No todas las organizaciones estaban de acuerdo. De hecho, la Noble Orden lanzó un comunicado en el que pedía a sus adheridos que acudiesen al trabajo el primero de mayo, aunque fueron pocos los que hicieron caso. Cerca de 200.000 trabajadores secundaron los paros, siendo Chicago el foco principal de las reivindicaciones. Allí la huelga se extendió durante dos días más, la tensión crecía por momentos y la Policía actuó en una manifestación con más de 50.000 personas. Era la segunda jornada de paros y los trabajadores tomaron represalias al tercer día, acudiendo a la única fábrica que se mantenía abierta y enfrentándose a los esquiroles en una pelea campal. Sin previo aviso, la Policía procedió a disparar, dejando seis víctimas y decenas de heridos.

Concentración final en Haymarket

Consciente del caos que reinaba en la ciudad, el alcalde permitió la concentración que se había programado para el 4 de mayo en Haymarket Square. No sólo la permitió, sino que acudió a ella para garantizar la seguridad de los trabajadores, aunque no sirvió de demasiado. Una vez terminada la reunión, a la que acudieron cerca de 20.000 personas, el inspector de Policía John Bonfield consideró que no debía haber nadie en la plaza y dio orden a 180 agentes de intervenir. De repente, estalló una bomba y mató a un policía, lo que provocó que sus compañeros abrieran fuego contra la multitud. Se desconoce el número de víctimas.

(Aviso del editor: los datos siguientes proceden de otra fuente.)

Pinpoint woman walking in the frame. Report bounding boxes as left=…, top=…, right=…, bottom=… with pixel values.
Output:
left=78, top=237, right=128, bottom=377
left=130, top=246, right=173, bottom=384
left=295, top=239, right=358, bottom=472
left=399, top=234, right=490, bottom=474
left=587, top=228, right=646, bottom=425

Se declaró inmediatamente el estado de sitio y el toque de queda en Chicago, produciéndose, en los días posteriores, centenares de detenciones y registros, en los que se encontraron arsenales de armas, municiones y escondites secretos.

Un mes y medio después, se inició el juicio contra los 31 presuntos responsables de los disturbios, aunque después el número se redujo a ocho. El juicio se considera aún una farsa, ya que no respetó ningún tipo de norma procesal, y condenó a los ocho acusados de ser enemigos de la sociedad y el orden, pese a que no pudo probarse nada en su contra. Cinco fueron enviados a la horca y tres a prisión.